Take measures to protect your computer data from ramsomware.
That’s the warning to Mid-North Coast business owners from Port Macquarie IT expert Steve Laws after four of his clients had their computer data held “hostage” by digital extortionists recently.
Typically embedded within a harmless looking email, ransomware is malicious software that disables a computer’s antivirus software and backup systems before effectively holding its data “hostage” with an unbreakable 512-bit digital encryption key.
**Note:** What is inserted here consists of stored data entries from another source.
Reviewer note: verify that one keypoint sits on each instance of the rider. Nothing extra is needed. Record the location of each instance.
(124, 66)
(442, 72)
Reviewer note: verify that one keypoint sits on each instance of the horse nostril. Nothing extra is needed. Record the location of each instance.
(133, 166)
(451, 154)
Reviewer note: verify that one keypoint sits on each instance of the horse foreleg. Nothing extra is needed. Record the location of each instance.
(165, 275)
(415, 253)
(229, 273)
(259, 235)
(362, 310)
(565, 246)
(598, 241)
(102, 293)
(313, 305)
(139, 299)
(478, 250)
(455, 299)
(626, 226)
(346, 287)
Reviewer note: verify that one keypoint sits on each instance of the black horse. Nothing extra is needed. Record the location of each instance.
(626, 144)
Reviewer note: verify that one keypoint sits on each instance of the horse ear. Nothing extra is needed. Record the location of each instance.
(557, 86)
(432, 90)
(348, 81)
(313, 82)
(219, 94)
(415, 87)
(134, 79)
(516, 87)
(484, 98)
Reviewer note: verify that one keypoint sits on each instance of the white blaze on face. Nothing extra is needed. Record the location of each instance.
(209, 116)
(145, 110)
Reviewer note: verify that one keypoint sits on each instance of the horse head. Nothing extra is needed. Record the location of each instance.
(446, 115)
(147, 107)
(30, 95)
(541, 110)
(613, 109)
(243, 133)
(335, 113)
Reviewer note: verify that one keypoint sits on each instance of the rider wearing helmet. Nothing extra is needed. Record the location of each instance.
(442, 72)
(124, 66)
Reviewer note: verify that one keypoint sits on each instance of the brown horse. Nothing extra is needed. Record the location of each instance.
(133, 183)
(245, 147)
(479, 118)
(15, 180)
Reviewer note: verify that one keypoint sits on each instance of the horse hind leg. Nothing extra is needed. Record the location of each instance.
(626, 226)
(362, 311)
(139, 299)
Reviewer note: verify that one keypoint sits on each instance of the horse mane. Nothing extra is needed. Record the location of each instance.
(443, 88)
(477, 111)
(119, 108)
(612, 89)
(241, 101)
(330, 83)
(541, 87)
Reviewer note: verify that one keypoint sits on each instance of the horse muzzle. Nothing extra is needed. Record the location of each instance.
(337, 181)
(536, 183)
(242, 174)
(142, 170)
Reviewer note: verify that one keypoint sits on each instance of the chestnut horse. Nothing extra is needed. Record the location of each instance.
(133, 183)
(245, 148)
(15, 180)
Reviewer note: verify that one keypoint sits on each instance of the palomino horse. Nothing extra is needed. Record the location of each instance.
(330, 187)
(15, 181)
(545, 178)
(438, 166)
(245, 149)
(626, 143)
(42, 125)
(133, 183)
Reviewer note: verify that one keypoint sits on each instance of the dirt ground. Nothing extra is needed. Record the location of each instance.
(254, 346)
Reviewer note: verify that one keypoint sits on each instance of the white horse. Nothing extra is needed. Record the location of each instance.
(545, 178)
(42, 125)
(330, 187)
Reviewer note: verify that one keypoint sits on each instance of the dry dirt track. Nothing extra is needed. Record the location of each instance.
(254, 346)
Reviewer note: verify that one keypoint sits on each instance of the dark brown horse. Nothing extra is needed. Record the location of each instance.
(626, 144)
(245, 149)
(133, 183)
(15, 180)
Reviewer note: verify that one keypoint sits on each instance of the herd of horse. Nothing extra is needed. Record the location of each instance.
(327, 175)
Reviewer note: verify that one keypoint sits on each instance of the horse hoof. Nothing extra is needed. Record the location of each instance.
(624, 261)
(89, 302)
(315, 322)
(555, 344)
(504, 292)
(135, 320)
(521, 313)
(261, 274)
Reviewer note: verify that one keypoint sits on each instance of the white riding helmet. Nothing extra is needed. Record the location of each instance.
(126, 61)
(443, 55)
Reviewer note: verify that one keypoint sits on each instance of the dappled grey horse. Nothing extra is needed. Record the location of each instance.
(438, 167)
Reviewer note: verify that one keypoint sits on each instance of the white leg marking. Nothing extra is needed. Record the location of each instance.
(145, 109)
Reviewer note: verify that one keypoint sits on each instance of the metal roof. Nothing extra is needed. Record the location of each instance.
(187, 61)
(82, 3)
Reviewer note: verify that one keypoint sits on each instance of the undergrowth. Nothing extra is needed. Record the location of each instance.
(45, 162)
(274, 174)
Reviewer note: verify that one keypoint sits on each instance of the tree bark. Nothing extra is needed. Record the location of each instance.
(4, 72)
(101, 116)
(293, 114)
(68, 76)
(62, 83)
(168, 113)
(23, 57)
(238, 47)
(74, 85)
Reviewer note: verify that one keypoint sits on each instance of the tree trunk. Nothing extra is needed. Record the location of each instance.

With the data securely locked, the attacker demands a “ransom” in return for the key that will release it.
The ransom is usually paid in bitcoin because the digital currency’s trail is extremely difficult to follow.
Mr Laws, owner of Home and Office Computer Solutions, said ransomware attack cost a Mid-North Coast accountancy firm $25,000 to have their files unlocked.
A local medical specialist paid a “ransom” of $1800 to retrieve patient files, an auto parts store owner more than $3000 and a share trader $800.
‘Like a death in family’
Although the accountancy firm was not a client, Mr Laws was called in by the principal to assess the damage the ransomware attack had wrought.
“It’s the first time in my 20-year career in IT that I had to tell someone that there was absolutely nothing I could do,” Mr Laws said.
“It was very traumatic: I felt like I was telling him that there had been a death in his family.
“His accountancy business had effectively disappeared.
“His client’s files, ATO applications, business accounts, the work templates he’d built up over years… everything was locked up and there was no way to unlock it without paying the ransom.”
Initially working day and night, it took Mr Laws six days to assess the scope of the attack on the firm, help to arrange payment and secure the encryption key that unlocked the data.
Backing up data to one or more external USB drives will not stop ransomware, Mr Laws said.
The only way to guarantee data is protected is to use a NAS (Network Attached Storage) system, a small file server that uses encrypted usernames and passwords to protect data.
The removable NAS can only be accessed using the company’s unique encrypted username and password, which is not stored on any Windows machine.
Arrange for a security audit
Mr Laws believes his four clients are just the tip of a ransomware “iceberg”: It’s likely there are numerous other local victims.
Australian businesses, government agencies, academic institutions, and even law enforcement agencies have been victims of ransomware attacks in recent years, as well as home computer systems.
Mr Laws said all computer users – not just business owners – should have strong passwords on all network accounts and be vigilant checking emails they receive.
He advises scrutinising new email while it’s still in your inbox, checking the sender’s address before opening it or clicking on web links within it.
He urged business owners to have a reputable IT specialist conduct a thorough security audit to determine if they need to take additional precautions and how best to protect their network and data.
“The people who make malicious software and Trojans are well aware of what security measures IT professionals can take,” he said.
“They adapt their virus to counter the safeguards we put in place.
“The IT industry is constantly trying to come up with ways to stay ahead – not always successfully.”
Malware ‘increasingly sophisticated’
Most ransomware viruses come in the form of a URL link embedded within an email that appears at first glance to be from a legitimate source, such as a well-known phone company or power supplier.
“People open these emails without thinking too much about it,” Mr Laws said.
“When you click on links within them, you are basically like saying ‘Yes, I want to proceed and install this software’.
“Windows and the various anti-virus products will generally allow you to do so if you choose to do so. Once you open the link, the virus begins downloading in the background, out of sight.”
Ransomware first emerged in Russia in 2005.
Newer versions have become increasingly sophisticated, able to disable the computer’s antivirus and hard drive backup systems before slowly – sometimes over weeks – encrypting files.
Ransomware can affect Windows-based or Apple iOS machines, as well as mobile phones and tablets.
The software can also encrypt files in Cloud-based services such Google Drive, One Drive and DropBox.
However, once the ransom is paid, there is no guarantee the key will be sent: Many companies have been left out of pocket and with no way to access their files.
Affordable solution foils ransomware
The cost of the NAS, installing the software that runs it and the dual 4-terabyte (TB) hard drives that make up the solution is around $1650 for a single desktop and $150 for each additional computer.
For companies running a server, the NAS solution costs around $2800, depending on the hardware required.
Depending on configuration requirements, the NAS runs two 2TB or two 4TB drives that are specifically designed to run around the clock in a NAS environment.
Hardware or backup failures, intrusion attempts, and maintenance notifications are sent via email to the network manager.
The NAS also has three USB 3.0 ports.
Whenever an external drive is connected to a port, all backup data is automatically copied to the external drive from the NAS.
Once the copy/transfer is complete, the user receives a notification email telling them the drive can be removed from the network – ideally to a separate location.
This procedure guarantees safe data backup, proactive notification, and offsite and onsite protection.